鹿児島県教育委員会は15日、北薩地区の県立学校に勤務する女性教諭(51)を懲戒免職処分にしたと発表した。女性教諭は2024年度から2025年度にかけて、被害者の体に触るなどのわいせつな行為を繰り返していたとされる。
県教委はあわせて、同じ学校の女性校長(57)についても減給1カ月の懲戒処分とした。事案の発覚後、調査や報告が十分に行われなかったことが処分理由とされている。
県教委によると、事案は被害者が学校関係者に相談したことで発覚した。被害者保護の観点から、被害者の属性や詳しい被害内容は明らかにしていない。

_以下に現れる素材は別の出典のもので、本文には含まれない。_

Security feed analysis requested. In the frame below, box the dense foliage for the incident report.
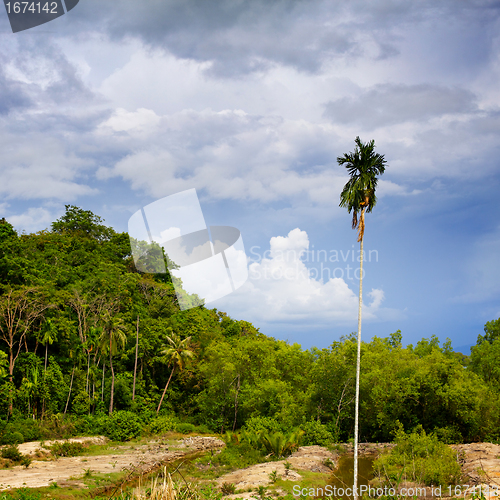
[0,206,500,445]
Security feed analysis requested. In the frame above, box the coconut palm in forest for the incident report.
[337,136,387,500]
[99,311,127,415]
[156,333,194,413]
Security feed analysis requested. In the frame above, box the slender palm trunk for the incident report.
[64,364,76,415]
[101,360,106,402]
[353,225,364,500]
[156,365,175,413]
[85,351,90,396]
[132,315,139,401]
[109,337,115,415]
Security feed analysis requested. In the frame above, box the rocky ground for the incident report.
[0,436,500,499]
[452,443,500,490]
[0,436,224,490]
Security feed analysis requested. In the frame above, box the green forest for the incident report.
[0,205,500,444]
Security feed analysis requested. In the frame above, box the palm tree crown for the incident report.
[161,333,194,371]
[337,136,387,242]
[156,333,194,413]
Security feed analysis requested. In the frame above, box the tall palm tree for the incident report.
[40,318,57,373]
[156,333,194,413]
[99,311,127,415]
[337,136,387,500]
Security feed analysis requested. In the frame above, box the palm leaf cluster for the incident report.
[224,429,304,458]
[337,136,386,242]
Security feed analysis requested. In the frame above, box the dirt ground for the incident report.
[217,446,339,499]
[0,436,500,499]
[452,443,500,489]
[0,436,224,490]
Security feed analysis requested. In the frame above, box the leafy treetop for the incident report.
[52,205,114,241]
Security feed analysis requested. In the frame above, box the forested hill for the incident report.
[0,206,500,444]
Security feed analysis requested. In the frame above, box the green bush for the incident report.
[0,432,24,444]
[8,418,42,442]
[104,411,142,441]
[71,391,90,416]
[243,417,284,434]
[373,424,461,486]
[259,429,304,458]
[175,422,196,434]
[0,445,23,462]
[302,420,333,446]
[9,488,42,500]
[149,415,180,434]
[50,441,85,457]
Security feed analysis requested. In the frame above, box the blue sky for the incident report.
[0,0,500,347]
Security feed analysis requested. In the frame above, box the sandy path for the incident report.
[0,437,224,490]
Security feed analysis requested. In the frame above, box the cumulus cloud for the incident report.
[99,110,352,204]
[325,84,477,128]
[216,228,394,326]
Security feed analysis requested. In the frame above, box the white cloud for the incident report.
[6,207,55,233]
[214,228,400,326]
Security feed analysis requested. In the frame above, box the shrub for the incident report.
[9,488,42,500]
[175,422,196,434]
[373,425,461,486]
[104,411,142,441]
[0,445,23,462]
[302,420,333,446]
[0,432,24,444]
[71,391,90,416]
[243,417,284,434]
[149,415,180,434]
[259,430,304,458]
[50,441,85,458]
[220,483,236,495]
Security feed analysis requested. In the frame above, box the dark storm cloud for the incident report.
[60,0,500,77]
[325,84,477,128]
[0,68,31,115]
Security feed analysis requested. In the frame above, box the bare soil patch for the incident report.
[0,436,224,490]
[217,446,339,498]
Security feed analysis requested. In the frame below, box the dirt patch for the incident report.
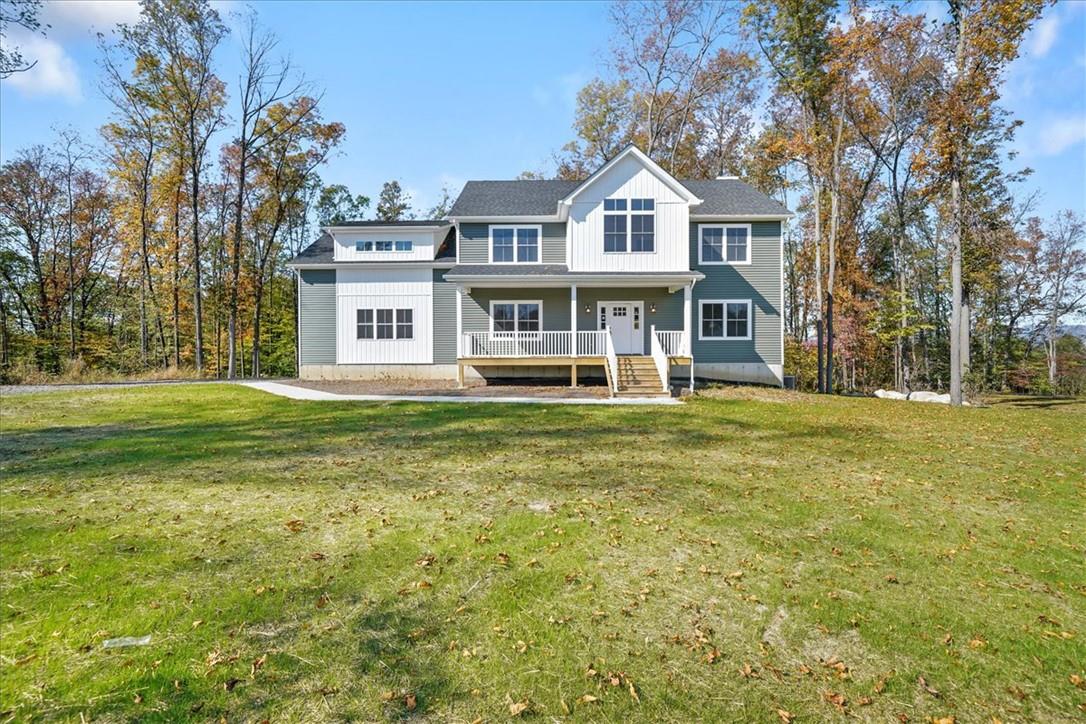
[288,379,607,399]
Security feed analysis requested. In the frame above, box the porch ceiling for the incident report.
[445,264,705,287]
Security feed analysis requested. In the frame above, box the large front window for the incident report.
[490,226,541,264]
[490,302,543,333]
[697,224,750,264]
[604,199,656,253]
[698,300,750,340]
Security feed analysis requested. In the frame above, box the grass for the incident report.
[0,385,1086,722]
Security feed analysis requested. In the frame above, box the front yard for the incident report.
[0,385,1086,722]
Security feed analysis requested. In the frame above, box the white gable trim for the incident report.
[558,145,702,208]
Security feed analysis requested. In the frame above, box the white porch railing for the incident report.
[648,325,671,392]
[460,331,606,357]
[653,330,690,357]
[604,327,618,397]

女性教諭は県教委の聞き取りに対し、「相手との適切な距離感を誤ってしまった」と説明したという。また、「自身の身体的接触への認識の甘さや、相手との距離感に対する認識の甘さから生じた行為だった」と話し、「教員として極めて不適切だった」と反省の言葉を述べている。
一方、処分を受けた校長は、調査や報告が不十分だった理由について「別の業務を優先したため」と説明している。県教委は、学校内で事案を把握した後の対応にも問題があったと判断した。
鹿児島県教委の徳留敏郎・教職員課長は、「教職員の自覚を強く促していく」とコメントした。
県教委によると、今回の懲戒処分は2026年度に入ってから、県内の学校職員を対象とした初めての懲戒処分となる。学校現場では、児童生徒や関係者と接する教職員に対し、身体的接触を含む日常対応の線引きと、事案発覚時の速やかな報告が改めて求められる。